We want to match any number of any characters between these starting and ending strings. One way to do this is to use opposites in square brackets, e.g. [\w\W]*
.
block_start = r'<div class="profileinfo-teaser teaser-block">'
block_end = r'<div class="clearfix">'
pattern = block_start + r'[\w\W]*' + block_end
matches = re.findall(pattern, text)
len(matches)
Note: By default, regular expressions will search for the largest possible match.
s = 'This is a test! Hello to you! Goodbye!'
# Let's find characters that end in exclamation points.
pattern = r'[\w\W]+!'
re.findall(pattern, s)
If we want to stop each match as soon as there's a match, we can use a question mark following the +
quantifier (and similar for *
).
pattern = r'[\w\W]+?!'
re.findall(pattern, s)
For the HTML information blocks, we want to stop as soon as we find a suitable match.

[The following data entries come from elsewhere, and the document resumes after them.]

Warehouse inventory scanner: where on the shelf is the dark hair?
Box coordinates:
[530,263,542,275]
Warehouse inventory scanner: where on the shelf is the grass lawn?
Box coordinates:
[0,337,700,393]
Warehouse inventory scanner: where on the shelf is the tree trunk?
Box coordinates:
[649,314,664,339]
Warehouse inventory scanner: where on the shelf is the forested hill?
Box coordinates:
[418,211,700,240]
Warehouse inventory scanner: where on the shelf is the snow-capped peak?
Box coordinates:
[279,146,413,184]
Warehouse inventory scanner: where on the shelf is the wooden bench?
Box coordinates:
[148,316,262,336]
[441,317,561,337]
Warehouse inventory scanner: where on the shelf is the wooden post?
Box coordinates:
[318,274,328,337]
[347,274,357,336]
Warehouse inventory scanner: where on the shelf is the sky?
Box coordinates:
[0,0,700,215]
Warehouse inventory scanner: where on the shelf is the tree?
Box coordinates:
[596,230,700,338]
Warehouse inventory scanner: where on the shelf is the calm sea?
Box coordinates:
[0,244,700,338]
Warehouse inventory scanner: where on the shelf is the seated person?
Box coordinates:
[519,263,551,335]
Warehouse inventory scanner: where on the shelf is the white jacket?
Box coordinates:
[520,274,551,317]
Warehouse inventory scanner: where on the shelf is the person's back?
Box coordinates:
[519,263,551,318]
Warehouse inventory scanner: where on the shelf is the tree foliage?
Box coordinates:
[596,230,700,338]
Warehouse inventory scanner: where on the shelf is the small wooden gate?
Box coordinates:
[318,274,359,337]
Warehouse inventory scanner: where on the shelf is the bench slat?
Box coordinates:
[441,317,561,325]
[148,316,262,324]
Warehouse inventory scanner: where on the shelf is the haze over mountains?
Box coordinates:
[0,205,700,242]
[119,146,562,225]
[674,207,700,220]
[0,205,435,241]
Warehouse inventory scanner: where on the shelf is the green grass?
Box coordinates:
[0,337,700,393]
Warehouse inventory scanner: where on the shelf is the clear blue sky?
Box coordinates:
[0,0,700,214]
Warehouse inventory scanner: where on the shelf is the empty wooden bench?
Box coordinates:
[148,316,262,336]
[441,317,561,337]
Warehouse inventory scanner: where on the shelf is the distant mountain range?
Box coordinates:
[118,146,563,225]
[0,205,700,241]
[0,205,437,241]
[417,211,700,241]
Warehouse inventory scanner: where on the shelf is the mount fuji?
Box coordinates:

block_start = r'<div class="profileinfo-teaser teaser-block">'
block_end = r'<div class="clearfix">'
pattern = block_start + r'[\w\W]*?' + block_end
matches = re.findall(pattern, text)
len(matches)
Let's try to pick out name information, phone number information, and email address information from each block.
match = matches[22]
#print(match)
name_pattern = r'alt="([\w ,\._]+)\. "'
name = re.findall(name_pattern,match)[0]
print(name)
email_pattern = r'[\w\d\.]+@[\w\d]+\.[\w\d]+'
email = re.findall(email_pattern, match)[0]
print(email)
phone_pattern = r'Phone: (\(\d{3}\) \d{3}-\d{,4})'
phone = re.findall(phone_pattern, match)[0]
print(phone)
Now we can iterate through each block and pull out the name, email, and phone.
block_start = r'<div class="profileinfo-teaser teaser-block">'
block_end = r'<div class="clearfix">'
pattern = block_start + r'[\w\W]*?' + block_end
faculty_blocks = re.findall(pattern, text)
names = []
phones = []
emails = []
for faculty_block in faculty_blocks:
name = re.findall(name_pattern,faculty_block)[0]
email = re.findall(email_pattern, faculty_block)[0]
phone = re.findall(phone_pattern, faculty_block)[0]
names.append(name)
phones.append(phone)
emails.append(email)
for name, phone, email in zip(names, phones, emails):
print(name)
print(phone)
print(email)
print()
It looks like we need to revisit our name matching pattern to make some adjustments. It's based on the picture included for each faculty member, but not every member has a picture.